Таким был заголовок новой книги, которую я начал готовить с конца 1969 года. Однако материалы для нее накапливались постепенно в течение нескольких лет. Книга «Международное сотрудничество ученых и национальные границы», над которой я работал в 1968–1969 годах, к этому времени уже была закончена, объем ее составил около 250 страниц. Я отпечатал восемь экземпляров, сделал микрофильм и давал читать рукопись друзьям, но без разрешения на перепечатку и фотокопирование. Самиздат, уже явно взятый под контроль американскими спецслужбами, обеспечивал теперь материалом для передач радиостанции «Свобода», «Свободная Европа» и другие, а также русские службы «Голоса Америки», Би-би-си, «Немецкой волны» и пр. Публикации самиздата заполняли и эмигрантские газеты и журналы: «Русскую мысль» (Париж), «Новое русское слово» (Нью-Йорк), «Грани» и «Посев» (Мюнхен), «Новый журнал» (Нью-Йорк) и другие. Русские журналы стали выходить и в Израиле. Я не хотел вливаться в этот поток и предполагал печатать свои работы в независимых издательствах, в основном на английском языке и по договорам как исследования.

Статья 128 Конституции СССР, принятой в 1936 году и остававшейся в силе в 1970-м, утверждала, что «тайна переписки охраняется законом». В соответствии с этим Уголовный кодекс РСФСР предусматривал, что нарушения тайны переписки частными лицами и государственными учреждениями подлежат преследованию по закону (УК РСФСР, статья 135).

Положение о соблюдении тайны переписки было включено во Всеобщую декларацию прав человека, принятую Генеральной Ассамблеей ООН в 1948 году, и в Пакт о гражданских и политических правах, также принятый ООН и ратифицированный СССР (статья 17 этого Пакта).

В 1969 году работавшая в кооперации с почтой таможенная служба имела право проверять печатные произведения, отправляемые по почте. Они пересылались почтой по сильно сниженному, льготному тарифу по сравнению с письмами. Поэтому для отправки оттисков статей или журналов и газет существовали особые, большие и плотные конверты с зажимами, которые можно было легко открыть для проверки содержимого. Некоторые печатные издания, например порнографию, таможенная служба могла конфисковывать, составив акт и указав причину. Правила в этом отношении были неодинаковы в разных странах.

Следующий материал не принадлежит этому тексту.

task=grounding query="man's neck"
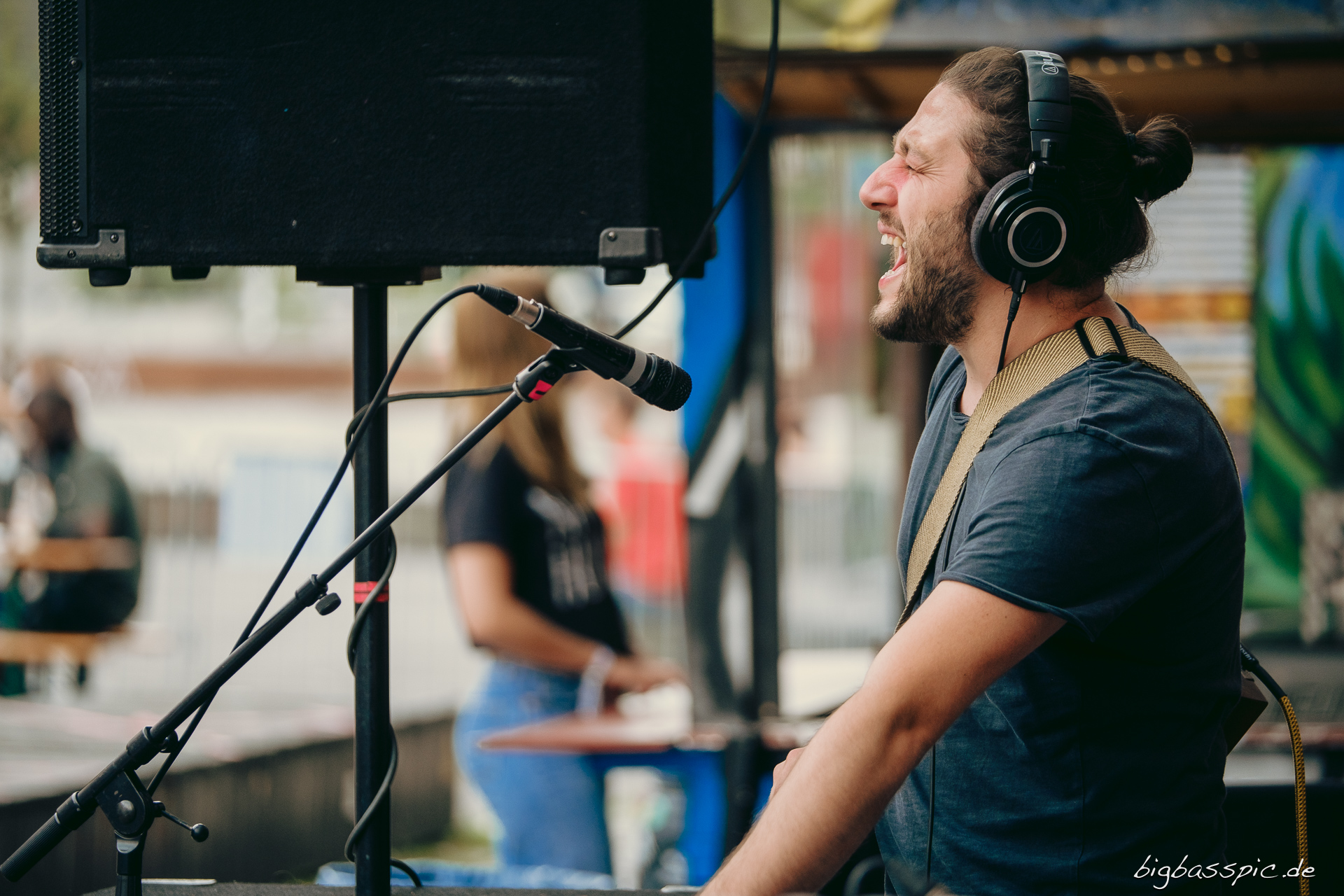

Я вел тщательные наблюдения за судьбой всех своих писем с 1961 года. Примерно с 1965-го моя корреспонденция стала довольно обширной и составляла часть научной работы. Все деловые письма отправлялись авиапочтой заказными и с уведомлениями о вручении, которые возвращались назад с подписью адресата. Если уведомление о вручении не возвращалось в течение двух месяцев, что в то время случалось редко, я составлял официальную жалобу-рекламацию и запрос о судьбе письма, к которому прилагал квитанцию, выписанную в окне заказных писем. Моя книга «Тайна переписки охраняется законом» о всех существующих проблемах была опубликована на разных языках (на русском в 1972 году в Лондоне и в 2003-м в Москве), поэтому не буду повторять здесь описания даже очень интересных казусов. Важно лишь отметить, что деятельность в этом направлении в конечном итоге, правда через несколько лет, изменила систему отправки заказных писем в СССР и из СССР. Пропажи писем при этом не прекратились, но появилась возможность выяснить, в какой стране пропажа произошла.

Каждое заказное письмо, согласно почтовым правилам, регистрируется в особых списках в стране, откуда оно отправлено, и в той стране, в которой оно было получено. Если заказное письмо не было получено адресатом и получатель или отправитель составили жалобу, проверка которой подтвердила пропажу письма, то отправитель или адресат (тот, кто подал жалобу) должен получить денежную компенсацию. Эта компенсация составляла, в соответствии с Конвенцией Всемирного почтового союза, 25 золотых франков. При подготовке текста конвенции европейские валюты имели золотое обеспечение. Указом Президиума Верховного Совета СССР от 27 февраля 1959 года, утвердившим вхождение СССР во Всемирный почтовый союз, и Уставом почтовой службы СССР компенсация отправителю за пропажу международного заказного письма была снижена до 7 рублей 35 копеек, что в 15 раз больше компенсации за пропажу внутреннего заказного письма.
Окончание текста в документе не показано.